Spring Market may be a year away, but Hickory Chair has already broken some important news for High Point 2019: The furniture brand is teaming up with interior designer Ray Booth on a new collection.
The collection will span bedroom, dining room and living room furnishings as well as decorative accessories. The AD100 designer, who worked with John Saladino and Clodagh before joining McAlpine as a partner in 1999, now splits his time between the design firm’s Nashville and New York offices. He joins other Hickory Chair collaborators like Mariette Himes Gomez, Albert Sack, Suzanne Kasler, David Phoenix and Susan Hable.
“The collaboration shared by Ray and our artisans and craftsmen brings his vision to reality,” says Kevin Bowman, Hickory Chair president. “To create this luxurious new collection, we are exploring new materials, creating dynamic new finishes and developing exciting new forms. We are confident that this distinctive collection that will add a new dimension to Hickory Chair’s exclusive position as a style leader while complementing our existing collections and products.”
As Booth says, “The juxtaposition of old and new is a signature of my work. I believe when standing at the junction of where we have been and where we are today, we can often glimpse where we might be going next.”
“Throughout my collection for Hickory Chair, new and old, East and West, contrasts and connections, push the boundaries of how we see things. My hope is that the showroom spaces envisioned for the launch reflect a modern, creative, inventive, layered, and elegant take on home furnishings. The Ray Booth Collection for Hickory Chair blends traditional forms with a modern touch that allow them to be seen anew.”

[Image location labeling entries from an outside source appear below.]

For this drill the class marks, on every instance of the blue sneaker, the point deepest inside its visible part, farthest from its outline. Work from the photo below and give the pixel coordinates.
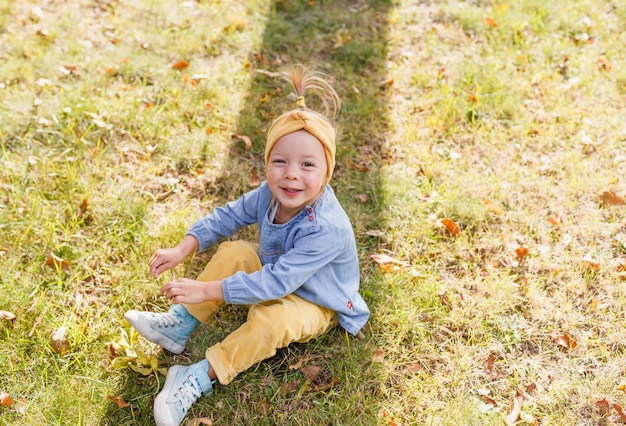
(183, 386)
(171, 330)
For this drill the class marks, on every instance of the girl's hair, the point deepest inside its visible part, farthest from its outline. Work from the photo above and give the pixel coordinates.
(303, 80)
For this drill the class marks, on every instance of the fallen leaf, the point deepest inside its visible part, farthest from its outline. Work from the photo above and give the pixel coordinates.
(488, 400)
(521, 252)
(378, 355)
(620, 411)
(7, 315)
(555, 219)
(603, 64)
(6, 400)
(326, 386)
(450, 225)
(383, 259)
(246, 140)
(609, 197)
(603, 405)
(199, 421)
(445, 301)
(564, 339)
(119, 401)
(310, 372)
(180, 65)
(35, 324)
(591, 262)
(515, 409)
(414, 367)
(491, 359)
(288, 387)
(56, 262)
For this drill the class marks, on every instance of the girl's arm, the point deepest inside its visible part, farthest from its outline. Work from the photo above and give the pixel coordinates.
(165, 259)
(189, 291)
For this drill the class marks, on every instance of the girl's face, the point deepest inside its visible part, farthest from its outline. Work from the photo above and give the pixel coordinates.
(296, 172)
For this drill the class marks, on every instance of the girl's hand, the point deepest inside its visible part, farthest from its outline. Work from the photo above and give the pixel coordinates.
(189, 291)
(165, 259)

“It is my dream that these new designs will be cherished for generations in the way so many antiques have made their way into our collective consciousness,” Booth continues. “The collection is intended to inspire new thoughts on design that push our ever-evolving desire for creativity and inventiveness and that we not settle for what is now, or what has been before, but rather that we continually ask what might be.”